With two months to go before a major international telecom conference in Dubai, the secretary-general of the International Telecommunications Union is getting defensive about allegations the meeting may end up increasing government control over the Internet.
The ITU is the United Nations’ regulatory agency which has been facing pressure from countries like Russia and China to allow governments to have more power to manage the online world within their borders.
As this thorough report in Forbes from Larry Downes notes, in trying to reassure privacy and free speech critics in a speech last week, ITU sec-gen Dr. Hamadoun Toure merely muddied the waters.
(ITU secretary-general Dr. Hamadoun Touré  last July. ITU photo)

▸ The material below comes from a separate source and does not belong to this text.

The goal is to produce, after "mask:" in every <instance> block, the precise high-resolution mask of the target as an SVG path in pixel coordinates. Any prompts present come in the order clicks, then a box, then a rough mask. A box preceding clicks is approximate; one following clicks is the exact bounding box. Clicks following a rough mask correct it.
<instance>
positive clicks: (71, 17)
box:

This conference is important, for it seeks to examine the international telecom treaty signed in 1988. Telecommunications has changed a lot since then, which leaves the treaty open for many suggested changes. Unfortunately for the ITU, it isn’t seen in many quarters as a strong upholder of privacy and freedom.
So in his recent speech Toure insisted the Dubai meeting “is definitively not about taking control of the Internet or restricting people’s freedom of expression or freedom of speech.” However, Downes notes that in the past Toure has spoken in favour of allowing new traffic management policies, as well as new network financing schemes.
Are critics paranoid about the ITU’s agenda? Even Canada’s telecom regulator, the CRTC, allows carriers some traffic management leeway. (For a fuller description of those guidelines click here).
On the other hand, it would not be the first time the UN has been used by member countries for their own ends.
In a statement issued this week about the upcoming conference, Industry Minister Christian Paradis’ office said that Canada believes in an open, private-sector led Internet. “Canada will continue to work with our international partners to emphasize the need to maintain an open, accessible Internet,” the statement said.
The conference is scheduled to run Dec. 3-14. Between now and then a lot of lobbying will be going on.